To poach. Grease the bottom of a small skillet with some fat. Put in boiling water with 1 teaspoon salt. Drop in egg from saucer, and turn fire low, or remove skillet. Let stand 2 to 5 minutes, until white is set. Remove with perforated spoon or ladle. Serve on toast which has been dipped in boiling salted water and slightly buttered.

Cocoa. For children four to eight years old, make cocoa weak, using only ¼ teaspoon cocoa to a cup of milk. Blend the cocoa with ¼ teaspoon sugar and 1 tablespoon boiling water. Add ½ cup of boiling water and boil for five minutes. A larger portion may be made at one time, and kept on ice. Heat the milk in a double boiler and add the hot cocoa to this. Do not let the milk boil.

Soups and Purées. For thin soups, take equal parts of milk and the vegetable water from cooking potatoes, rice, spinach, carrots, celery, corn, lima or string beans, peas. Heat in double boiler.

Purées are made by mashing and straining any of these vegetables, and adding milk.

The most nutritious thickening is given by adding cereal gruel, or raw egg beaten in just before serving, after removing from the stove. Thickening of flour or cornstarch requires cooking for half an hour. Flour in melted fat is indigestible.
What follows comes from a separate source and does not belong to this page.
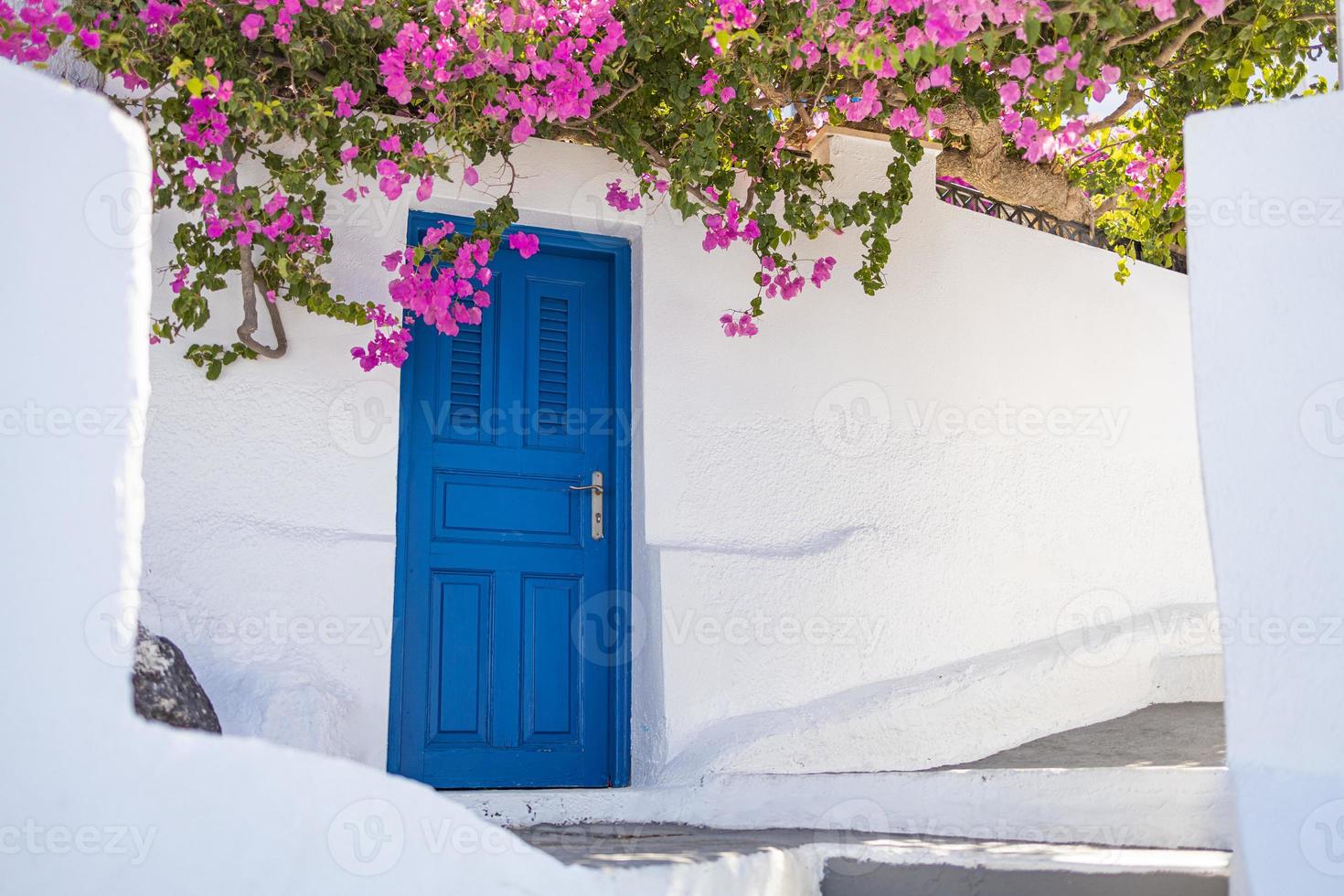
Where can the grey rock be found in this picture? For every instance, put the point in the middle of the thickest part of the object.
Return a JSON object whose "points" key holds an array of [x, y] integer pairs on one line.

Vegetables. Use fresh, tender vegetables. Sort carefully, removing bruised and blemished places. Wash or scrub thoroughly through two or three waters, using a colander. If canned, remove all immediately from container. For children under two years, potatoes should be baked, and other vegetables cooked thoroughly and put through a fine sieve, removing all cellulose. For children of two and three years, vegetables should be minced; for those four to eight years, merely diced.

Baked potato. Remove skin from two ends to permit escape of steam in cooking. Bake in hot oven until mealy—about forty-five minutes. Pierce with hot fork or break open slightly to permit escape of steam.

Boiled potatoes. Boil in skins to prevent loss of mineral nutrients. Put into boiling water; add 1 teaspoon of salt to each pint of water, and boil gently for half an hour. Test with a fork, and when mellow, drain off the water, remove the cover, and let the moisture evaporate. If very large potatoes are used, add a cup of cold water when the outside is cooked; this prevents overcooking of outside portion.

Other vegetables may be baked, steamed (cooked in a steamer), or stewed. The ordinary method of cooking vegetables by boiling in a large quantity of water removes the essential minerals and watersoaks the vegetables.

Dried peas, beans, lentils, should be soaked overnight, salted and boiled for fifteen minutes, then put into the casserole or fireless cooker and cooked from six to ten hours.